How BrandCited measures AI visibility. The approach, versioned.
BrandCited measures two things. First, how 9 AI engines cite, mention, and represent your brand. Second, whether your site makes it easy for those engines to do so. Every scan runs both layers.
The output is a 0-to-100 visibility score, a prioritized fix list, and per-engine citation data. Every number in your report traces back to a real observation from a real engine response or a real HTTP request against your site.

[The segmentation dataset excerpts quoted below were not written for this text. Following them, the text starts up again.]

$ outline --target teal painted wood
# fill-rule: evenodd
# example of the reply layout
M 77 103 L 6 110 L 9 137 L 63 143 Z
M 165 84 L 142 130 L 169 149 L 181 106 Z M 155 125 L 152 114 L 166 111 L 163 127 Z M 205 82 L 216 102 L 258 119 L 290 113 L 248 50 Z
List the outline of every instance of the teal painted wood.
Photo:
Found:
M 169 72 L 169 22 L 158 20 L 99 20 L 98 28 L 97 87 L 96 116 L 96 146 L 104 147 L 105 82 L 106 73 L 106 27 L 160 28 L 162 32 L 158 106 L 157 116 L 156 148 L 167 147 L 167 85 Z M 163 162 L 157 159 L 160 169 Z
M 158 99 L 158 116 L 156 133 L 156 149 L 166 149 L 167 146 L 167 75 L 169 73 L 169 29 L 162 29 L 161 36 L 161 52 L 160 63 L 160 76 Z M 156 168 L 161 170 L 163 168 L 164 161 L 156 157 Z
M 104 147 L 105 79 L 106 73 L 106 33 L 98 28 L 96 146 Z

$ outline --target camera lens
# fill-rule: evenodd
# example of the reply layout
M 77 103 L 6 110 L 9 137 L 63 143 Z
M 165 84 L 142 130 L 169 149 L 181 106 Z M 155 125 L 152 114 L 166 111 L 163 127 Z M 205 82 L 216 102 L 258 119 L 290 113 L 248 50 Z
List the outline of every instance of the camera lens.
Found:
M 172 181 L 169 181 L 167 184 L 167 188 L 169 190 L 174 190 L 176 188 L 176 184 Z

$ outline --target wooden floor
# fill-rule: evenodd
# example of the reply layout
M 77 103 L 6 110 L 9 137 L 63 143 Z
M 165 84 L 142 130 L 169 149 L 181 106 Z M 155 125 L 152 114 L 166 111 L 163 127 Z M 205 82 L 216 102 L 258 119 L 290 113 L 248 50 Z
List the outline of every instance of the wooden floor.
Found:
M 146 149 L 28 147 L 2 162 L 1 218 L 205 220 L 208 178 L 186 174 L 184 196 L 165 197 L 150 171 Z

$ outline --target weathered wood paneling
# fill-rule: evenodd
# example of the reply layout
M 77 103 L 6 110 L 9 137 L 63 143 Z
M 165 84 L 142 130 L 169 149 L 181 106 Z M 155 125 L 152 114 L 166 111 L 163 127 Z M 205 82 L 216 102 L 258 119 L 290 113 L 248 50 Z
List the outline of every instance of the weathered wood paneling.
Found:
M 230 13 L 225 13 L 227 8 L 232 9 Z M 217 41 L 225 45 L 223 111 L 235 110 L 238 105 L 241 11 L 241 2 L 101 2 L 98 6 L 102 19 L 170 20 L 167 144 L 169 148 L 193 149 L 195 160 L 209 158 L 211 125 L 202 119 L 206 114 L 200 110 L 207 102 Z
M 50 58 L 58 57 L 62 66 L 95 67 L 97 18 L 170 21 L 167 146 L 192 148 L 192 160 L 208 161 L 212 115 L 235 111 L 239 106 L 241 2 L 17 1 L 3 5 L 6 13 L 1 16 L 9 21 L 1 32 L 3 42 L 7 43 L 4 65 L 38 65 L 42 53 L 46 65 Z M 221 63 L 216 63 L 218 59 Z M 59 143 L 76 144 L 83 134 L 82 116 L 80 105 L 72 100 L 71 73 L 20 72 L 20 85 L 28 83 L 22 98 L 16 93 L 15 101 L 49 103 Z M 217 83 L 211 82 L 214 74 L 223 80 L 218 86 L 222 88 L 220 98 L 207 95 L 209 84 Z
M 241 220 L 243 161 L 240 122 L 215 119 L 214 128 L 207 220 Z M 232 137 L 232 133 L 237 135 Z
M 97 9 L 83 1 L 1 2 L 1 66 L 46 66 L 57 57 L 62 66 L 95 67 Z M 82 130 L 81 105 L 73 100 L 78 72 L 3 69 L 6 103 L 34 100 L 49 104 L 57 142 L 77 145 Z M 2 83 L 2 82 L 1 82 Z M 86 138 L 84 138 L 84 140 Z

Two layers, run in parallel.
Layer 1
Citation testing
We send real user-intent queries to 9 AI engines and parse every response for brand mentions, citation type, position, sentiment, and competitor appearances.
Layer 2
Site audit
We crawl your site the way AI bots do and score it against our AI-specific rubric covering crawler access, structured data, content, trust, technical foundation, and entity recognition.
The site-audit layer reads the raw server HTML your pages return, the same bytes an AI crawler like GPTBot, ClaudeBot, or PerplexityBot receives. AI crawlers do not run JavaScript. Anything that only appears after a browser executes your scripts, schema injected late, content rendered client-side, is invisible to them, so we score your site the way they actually see it, not the way it looks in a browser.
This is why our audit catches gaps that lighter tools miss. A checker that loads your page in a headless browser sees content the AI never will, and a shallow fetch can miss structured data your server renders correctly. We read exactly what the engines read, then grade that.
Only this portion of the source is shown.